Lewis and Clark County Courthouse
Posted at 5:22 PM, Nov 10, 2023
and last updated 2023-11-10 19:22:06-05

HELENA — During this year’s state legislative session, Montana lawmakers approved an increase in licensing fees for marijuana businesses that operate multiple dispensaries. However, that increase is on hold for now, as a part of an ongoing court case filed by business owners.

This week, attorneys for three marijuana licensees and the state of Montana submitted a joint agreement in Lewis and Clark County District Court to allow a 60-day preliminary injunction, preventing the state from collecting the increased fees from any providers. That injunction could be extended while the two sides work toward a negotiated settlement.

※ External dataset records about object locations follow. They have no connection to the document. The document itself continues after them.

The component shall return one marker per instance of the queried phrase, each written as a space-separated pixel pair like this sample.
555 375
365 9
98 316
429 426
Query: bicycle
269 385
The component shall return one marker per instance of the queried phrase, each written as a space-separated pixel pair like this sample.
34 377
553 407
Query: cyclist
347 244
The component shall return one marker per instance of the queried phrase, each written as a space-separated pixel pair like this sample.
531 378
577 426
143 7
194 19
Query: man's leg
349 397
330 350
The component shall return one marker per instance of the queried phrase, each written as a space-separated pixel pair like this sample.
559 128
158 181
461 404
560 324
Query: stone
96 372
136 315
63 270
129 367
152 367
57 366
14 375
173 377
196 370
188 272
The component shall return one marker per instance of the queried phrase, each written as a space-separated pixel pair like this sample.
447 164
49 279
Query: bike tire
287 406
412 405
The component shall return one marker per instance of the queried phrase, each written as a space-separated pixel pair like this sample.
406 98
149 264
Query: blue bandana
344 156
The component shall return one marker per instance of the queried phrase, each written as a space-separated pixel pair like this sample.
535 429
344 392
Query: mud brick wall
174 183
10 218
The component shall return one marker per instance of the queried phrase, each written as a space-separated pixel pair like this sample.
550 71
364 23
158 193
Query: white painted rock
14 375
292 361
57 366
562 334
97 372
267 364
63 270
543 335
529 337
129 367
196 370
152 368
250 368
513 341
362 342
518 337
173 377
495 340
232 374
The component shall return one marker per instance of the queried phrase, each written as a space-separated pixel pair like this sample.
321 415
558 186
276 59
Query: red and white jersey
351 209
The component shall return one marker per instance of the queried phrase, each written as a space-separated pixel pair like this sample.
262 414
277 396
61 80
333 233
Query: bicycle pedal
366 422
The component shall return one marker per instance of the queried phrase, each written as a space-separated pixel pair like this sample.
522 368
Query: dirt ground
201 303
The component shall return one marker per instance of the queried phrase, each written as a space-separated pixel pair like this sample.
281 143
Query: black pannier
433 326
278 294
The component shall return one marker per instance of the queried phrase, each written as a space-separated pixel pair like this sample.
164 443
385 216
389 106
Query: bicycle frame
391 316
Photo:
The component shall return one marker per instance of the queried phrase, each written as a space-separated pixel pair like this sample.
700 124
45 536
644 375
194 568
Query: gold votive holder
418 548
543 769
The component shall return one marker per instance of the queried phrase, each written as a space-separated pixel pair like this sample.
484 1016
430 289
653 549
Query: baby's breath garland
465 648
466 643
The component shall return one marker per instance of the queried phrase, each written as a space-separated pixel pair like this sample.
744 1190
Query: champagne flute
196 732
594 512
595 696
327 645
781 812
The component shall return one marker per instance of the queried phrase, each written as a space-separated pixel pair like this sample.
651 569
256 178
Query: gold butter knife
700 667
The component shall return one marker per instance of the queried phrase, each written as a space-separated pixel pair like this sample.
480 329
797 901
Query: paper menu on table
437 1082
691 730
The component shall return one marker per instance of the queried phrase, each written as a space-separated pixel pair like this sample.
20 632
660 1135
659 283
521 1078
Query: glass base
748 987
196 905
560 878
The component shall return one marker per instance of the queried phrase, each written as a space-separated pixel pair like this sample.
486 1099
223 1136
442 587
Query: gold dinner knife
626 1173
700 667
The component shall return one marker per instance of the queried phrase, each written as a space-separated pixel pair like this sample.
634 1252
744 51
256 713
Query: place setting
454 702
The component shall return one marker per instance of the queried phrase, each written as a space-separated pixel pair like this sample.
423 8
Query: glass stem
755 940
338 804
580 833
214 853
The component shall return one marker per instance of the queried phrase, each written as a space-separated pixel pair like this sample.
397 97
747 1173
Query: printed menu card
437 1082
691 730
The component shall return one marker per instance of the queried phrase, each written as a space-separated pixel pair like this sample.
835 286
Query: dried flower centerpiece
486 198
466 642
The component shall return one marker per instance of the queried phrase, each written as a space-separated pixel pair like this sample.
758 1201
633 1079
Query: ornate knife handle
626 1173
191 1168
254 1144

House Bill 903, passed just before the end of the 2023 legislative session, made a number of changes to Montana’s marijuana laws. One of those changes was to the structure of dispensary license fees. Before, licensees paid a flat fee of $5,000 for each additional dispensary. Under the new law, they would pay $5,000 for the first, $10,000 for the second and another $5,000 added to the fee for each additional one.

For Granite Peak Holdings, which first challenged the law in August, the change in fees would have a significant impact. According to a legal filing in October, the company – under the name Elevated – operated ten dispensaries last year and has since opened another four, with three more in the approval process. Under the old system, 14 active dispensaries would require $70,000 in fees – compared with $525,000 under the new system.

Two other licensees – TSB, which operates 15 dispensaries as Top Shelf Botanicals, and MariMint, which operates five – joined the lawsuit, expressing the same concerns. They said the new fee structure would be an unjustified “taking” of their property.

“If the State is not enjoined from implementing its newly enacted fee structure, Plaintiffs will have to shut down many of their dispensary locations resulting in employee job losses, harm to the public who utilize the Plaintiffs’ dispensary locations, loss of value in their owned and leased locations, and liability arising from probable breaches of their lease obligations,” the businesses’ attorneys said in a filing.

The plaintiffs argued Montana hadn’t done enough to justify why companies operating multiple dispensaries should be treated so differently to those with one or two. They pointed to a section of state law that says fees in the marijuana system should only be high enough to cover the state’s costs for regulating it – and they said there’s no reason enforcing the rules on licensees with more dispensaries would be that much more expensive.

Attorneys with the Montana Department of Justice defended the law. In a filing last month, they argued the state does have legitimate regulatory costs when licensees decide to open additional dispensaries. They said the plaintiffs couldn’t establish that there is a taking of property simply because they don’t have the opportunity for more locations.

“The burden on Plaintiffs is minimal,” the state’s filing said. “There exists one reason and one reason only that Plaintiffs seek to open different marijuana industry locations under the same license – they want to make money.”

The case was set to receive a hearing in district court this week, but that was canceled when the two sides submitted their agreement on the injunction.

A spokesperson for the Montana Department of Justice confirmed to MTN that they are beginning negotiations with the plaintiffs in this case, but declined to comment further at this time.